Rain, I don’t think there is a rider out there that likes riding it. We do our best to avoid it but sometimes you can’t. That was the case when we took an 11 day trip to ride The Blue Ridge Parkway.
Scott and I spent months planning our trip to The Blue Ridge Parkway so when rain started showing up in the upcoming forecast we decided to take our chances and go with it. The one thing that Scott has been telling me to buy since buying my motorcycle is rain gear. Did I listen? No! Finally about two weeks before the trip I began looking for some.
We went to several shops over a two week period and couldn’t find any sets in my size. I noticed at one motorcycle shop they sold Frogg Toggs and it was fairly inexpensive, just not in a ladies small. I looked it up online and found out that Cabala’s carried the pants. We drove out and found it in stock for less than $25. I noticed it didn’t have a heat shield but neither did the set at the cycle shop so I assumed it would be fine. I was never able to find a jacket that fit well so I went with a runners rain jacket that had Velcro over the zipper area and at the wrist.
As you may have guessed by the title of this post and first image things din’t exactly work out with the pants. Frogg Toggs pants are slightly loose to make it easier to get them on over your pants, that also means they stick out when you sit down. My exhaust pipe comes out at just the right angle that when I put my feet down at a stop the pants hit right against the pipe.
I noticed my right leg was getting wet but I wasn’t sure why and since it was raining I didn’t want to take my attention off the road to figure out why. When we stopped at our hotel and I took my pants off I saw the large hole in my pants. It didn’t take long for me to see why that heat shield is so important regardless of what cycle shops carry.
There wasn’t really much I could do. Scott suggested duct tape until we could find a place to buy another pair but I decided not to worry about it. I figured it was on the inside of my leg and surely it wasn’t going to rain much more. I really wasn’t upset about it until we got ready to leave for dinner and I saw my bike. That hole you see, well the missing fabric was burnt onto my muffler. I wanted to cry. All I could imagine was having to ride my bike around with black goo stuck to it FOREVER!
We went ahead and grabbed some dinner and while we were in there the bikes cooled down. When we came out I decided to see if I could get it off. Much to my surprise a large portion of it lifted up in a solid piece. There was still a lot of little smears all over the pipe but at least it wasn’t as noticeable or as smelly when the bike heated up.

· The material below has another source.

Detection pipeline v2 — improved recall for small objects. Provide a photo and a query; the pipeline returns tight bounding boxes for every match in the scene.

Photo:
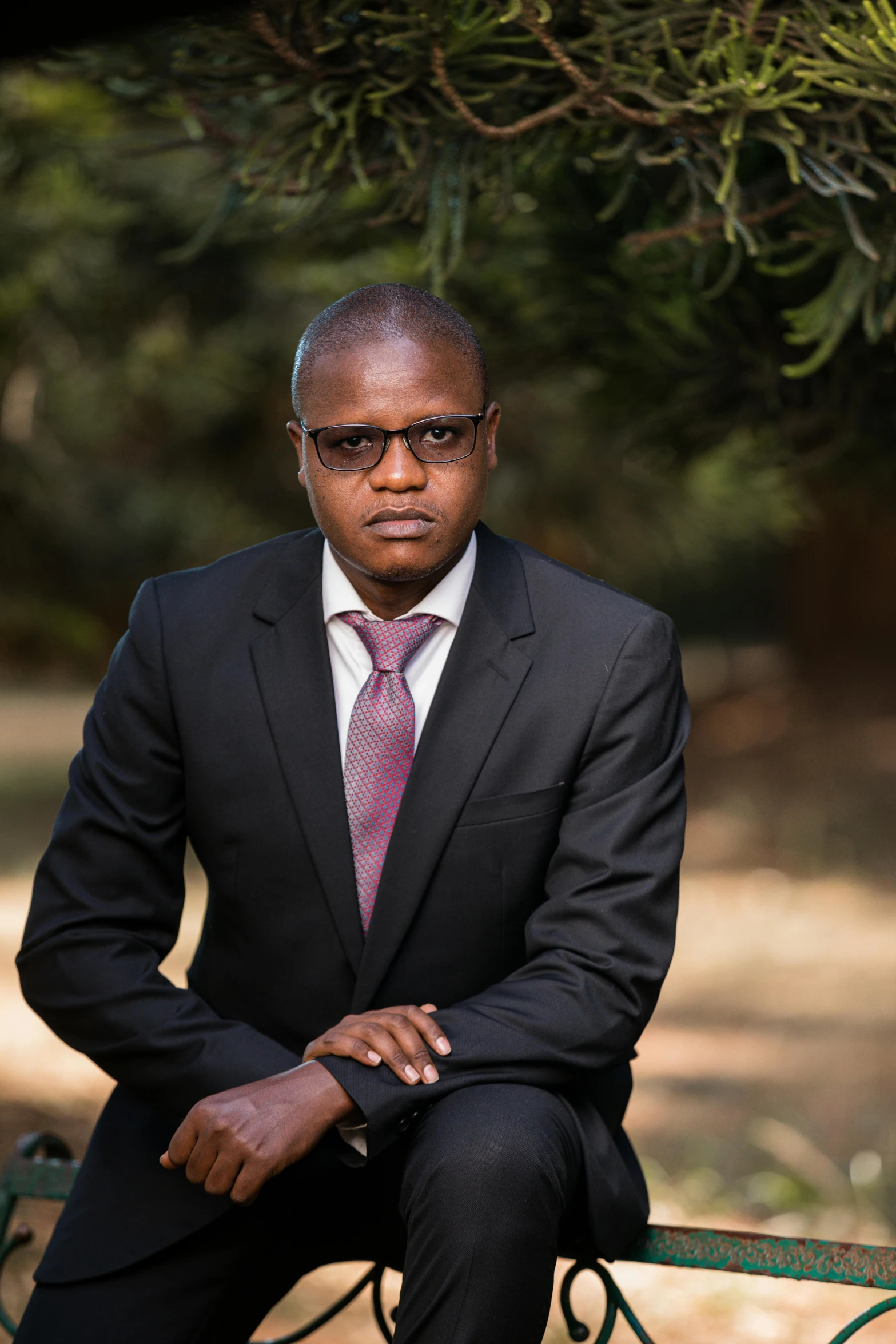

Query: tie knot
[340,611,442,672]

We got home from our trip and I thought I would be able to get it off with a good wash but no such luck. We tried goo off, chrome cleaner and a few other non abrasive products. I Googled cleaning it off online and found lots of people with the same complaint but not many answers. Most just scrubbed and then left it. A few talked about steel wool but I was worried about scratching my chrome. I finally decided that I would just have to deal with it and hope that over time it would burn off.
Then last week while I was cleaning my iron I got the idea to try it on my pipes. Dritz Iron Off Hot Iron Cleaner is made for cleaning residue off of a hot iron. Since I knew it would remove synthetic fabric from an iron why not my muffler? Dritz Iron Off Hot Iron Cleaner is formulated to be used on a hot iron so the first thing I had to do was heat up my pipes. I turned the bike on and let it idle for a few minutes and then shut it down.
I applied a small amount of the cleaner to a clean dry towel and rubbed it in an area that couldn’t really be seen to make sure it wasn’t going to discolor the pipe or cause pitting. Since the muffler is hot you have to be careful! It wiped off and didn’t cause any issues in that spot so I began applying it to the blackened area. At first I didn’t think it was working but then I noticed small amounts of black residue on the towel. I reapplied it several times in each area, rubbing it with a small amount of pressure and after about 5 minutes it was clean!
For around $5.00 I got all the residue off, my pipes look great and I won’t have to smell the black goo residue burning any more!
I have done some rain gear research since this happened and found out the Frogg Toggs does offer a Frogg Toggs Smokin Toad Heat Kit that you can apply to the gear to hopefully avoid this problem. Frogg Toggs does not offer rain gear with it already applied regardless of where you buy it. The other option is to purchase Motorcycle Rain Gear. It is made from fabric that is able to tolerate the heat from the exhaust pipe and most will have a heat shield on the inner thigh area.